"Whai, Miss, you looks crule unkid tu. Do e love zider?"
"No, Mrs. Huxtable. Not very much. I would rather have water."
"Oh drat that wash, e shan't have none of thiccy. Us has got a brown gearge of beer, and more nor a dizzen pans of mulk and crame."
Her chattering warmth soon put us at our ease; and as soon as the parlour fire burnt up, she showed us with many apologies, and "hopping no offence" the room which was thenceforth to be ours.
After tea, I put my dear mother to bed as soon as possible, and sat by the dying fire to muse upon our prospects. Not the strangeness of the place, the new ideas around me, not even my weariness after railroad, coach, and chaise, could keep my mind from its one subject. In fact, its colour had now become its form.

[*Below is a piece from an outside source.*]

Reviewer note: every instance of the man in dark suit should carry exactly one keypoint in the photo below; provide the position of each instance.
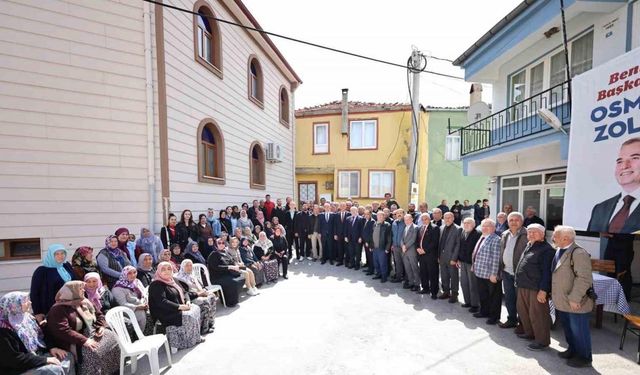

To others indeed, all hope of ever detecting and bringing to justice the man, for whose death I lived, might seem to grow fainter and fainter. Expelled from that place, and banished from those recollections, where, and by which alone, I could well expect ever to wind up my clue, robbed of all means of moving indifferent persons and retaining strong ones; and, more than this, engrossed (as I must henceforth be) in keeping debt at bay, and shielding my mother from care--what prospect was there, nay what possibility, that I a weak unaided girl, led only by set will and fatalism, should ever overtake and grasp a man of craft, and power, and desperation?
It mattered not: let other things be doubtful, unlikely, or impossible; let the hands of men be clenched against me, and the ears of heaven be stopped; let the earth be spread with thick darkness, as the waters are spread with earth, and the murderer set Sahara between us, or turn hermit on the Andes; happen what would, so God were still above us, and the world beneath our feet--I was as sure that I should send that man from the one to the throne of the other, as he was sure to be dragged away thence, to fire, and chains, and gnashing of teeth.
CHAPTER XIII.
So impulsive, kind-hearted, and honest was Mrs. Huxtable, that we could always tell what was the next thing she was going to say or do. Even at her meals she contrived to be in a bustle, except on Sundays; but she got through a great deal of work. On Sundays she put on, with her best gown, an air of calm dignity which made her unhappy until it was off, which it was directly after the evening service. She seemed a very sensible woman, and whatever the merits of the case she sided always with the weakest. The next morning we asked how it was she appeared not to expect us, as I had written and posted the letter myself on the previous Saturday.
"For sure now," she replied, "and the papper scrawl coom'd on Monday; but us bain't girt scholards, and Varmer said most like 'twas the Queen's taxes, for there was her head upon it; so us put un in the big mortar till Beany Dawe should come over, or us should go to church next Zunday, and passon would discoorse it for us. But"--and off she ran--"But her belongs to you now, Miss Clerer, seeing as how you've coom after un."